F: "So who won, it was that young Indian woman wasn't it, I saw it on the news. I thought I might like to read that book."

[Meg scribbles mental note; birthday of friend coming up later in October; buy Kiran Desai's Inheritance of Loss for friend]

That's right. You heard it here first (or for the 475th time), Kiran Desai took out the prize. While it wasn't my favourite of the 4 (out of 6) shortlisted books I've read, it also wasn't my least favourite. And I must admit, since writing my ambivalent review last week, my thoughts have returned to the book repeatedly, to mull over certain passages, characters, and choices the writer made. It is a very fine book in that sense.

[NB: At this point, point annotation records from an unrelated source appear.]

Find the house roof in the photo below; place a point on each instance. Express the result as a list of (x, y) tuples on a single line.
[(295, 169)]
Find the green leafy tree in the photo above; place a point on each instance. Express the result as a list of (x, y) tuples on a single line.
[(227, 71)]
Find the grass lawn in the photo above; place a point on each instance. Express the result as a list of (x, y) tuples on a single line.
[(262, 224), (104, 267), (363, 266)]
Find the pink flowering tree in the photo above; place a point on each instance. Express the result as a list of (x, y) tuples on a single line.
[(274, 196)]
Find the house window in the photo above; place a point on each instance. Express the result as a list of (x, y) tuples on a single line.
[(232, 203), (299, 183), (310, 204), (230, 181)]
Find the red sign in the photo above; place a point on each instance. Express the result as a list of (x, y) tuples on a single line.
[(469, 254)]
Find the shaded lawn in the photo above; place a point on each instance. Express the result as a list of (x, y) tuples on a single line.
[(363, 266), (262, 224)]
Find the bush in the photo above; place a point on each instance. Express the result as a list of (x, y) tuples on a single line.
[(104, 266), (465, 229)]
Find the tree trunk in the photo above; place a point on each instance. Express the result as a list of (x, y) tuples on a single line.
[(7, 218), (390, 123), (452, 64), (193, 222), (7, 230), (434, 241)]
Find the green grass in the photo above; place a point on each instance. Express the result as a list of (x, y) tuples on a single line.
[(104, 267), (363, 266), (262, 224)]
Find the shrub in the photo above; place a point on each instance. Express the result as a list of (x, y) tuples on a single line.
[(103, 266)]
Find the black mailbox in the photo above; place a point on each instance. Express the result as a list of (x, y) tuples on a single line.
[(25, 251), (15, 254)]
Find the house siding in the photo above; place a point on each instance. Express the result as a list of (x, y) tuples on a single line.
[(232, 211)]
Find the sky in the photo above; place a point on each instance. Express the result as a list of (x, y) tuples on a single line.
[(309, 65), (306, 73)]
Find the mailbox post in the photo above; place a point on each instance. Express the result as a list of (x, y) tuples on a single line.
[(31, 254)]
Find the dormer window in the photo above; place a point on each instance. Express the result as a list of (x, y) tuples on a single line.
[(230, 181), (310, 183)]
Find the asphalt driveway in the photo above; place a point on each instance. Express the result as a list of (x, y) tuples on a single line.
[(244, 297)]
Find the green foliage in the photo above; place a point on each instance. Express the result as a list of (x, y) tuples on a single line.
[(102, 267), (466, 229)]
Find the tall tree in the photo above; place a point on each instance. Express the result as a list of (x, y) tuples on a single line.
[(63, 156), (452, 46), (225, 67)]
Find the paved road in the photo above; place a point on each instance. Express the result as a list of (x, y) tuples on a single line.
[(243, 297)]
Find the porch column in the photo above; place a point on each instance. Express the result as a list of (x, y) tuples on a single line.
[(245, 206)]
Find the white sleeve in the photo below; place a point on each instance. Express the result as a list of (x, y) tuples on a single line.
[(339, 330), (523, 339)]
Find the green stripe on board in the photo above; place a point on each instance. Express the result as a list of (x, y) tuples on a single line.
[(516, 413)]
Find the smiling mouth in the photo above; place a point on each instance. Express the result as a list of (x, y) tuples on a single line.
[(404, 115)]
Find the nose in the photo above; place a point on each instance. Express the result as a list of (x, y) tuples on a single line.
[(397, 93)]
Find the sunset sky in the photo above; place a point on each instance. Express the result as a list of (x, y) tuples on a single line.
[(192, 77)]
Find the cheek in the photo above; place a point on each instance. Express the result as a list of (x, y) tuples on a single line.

Though maybe only my 3rd favourite of the 2006 Booker picks I've read so far, that still puts it in my top 5 or so for the year, certainly. And sometimes the very best books bowl you over weeks after you put them down. I like a good betel nut of a book, one you can mentally chew on all day long.

In other literary prize news, the Nobel Prize for Literature was announced earlier this week. Turkish writer Orhan Pamuk received the honour. My library, I am pleased to find, holds 4 of his novels in English, 1 non-fiction work, and additional copies in Turkish and Chinese.

A friend who specialises in training psychologists and counsellors in multicultural issues once told me one of his training activities - to test how aware of other cultures you are, have a look at the list of past Nobel Prize winners and see how many you've read. (Obviously this test will favour those who read!) It's an interesting exercise - you can have a go yourself, here's the list. I think I'm up to 28 but I must admit, those are nearly all writers from the USA and UK (and 2 Aussies), so I could do some catching up on my multiculturalism!

And to clear the literary to-blog topics for the moment, I must tell you that I read the Booker longlisted selection, The Perfect Man by Naeem Murr. It's one of these books set in a very small town where everybody's got a secret to hide and most of the townspeople have some tragic flaw or other. Does anybody know of a real town like this? Because there seems to be a lot of books written on this premise, none as fine as Sherwood Anderson's Winesburg, Ohio. This book was no Winesburg. The character of Raj in The Perfect Man was an absolute delight, but the rest of the book left me counting the pages until the (sickly happy) end.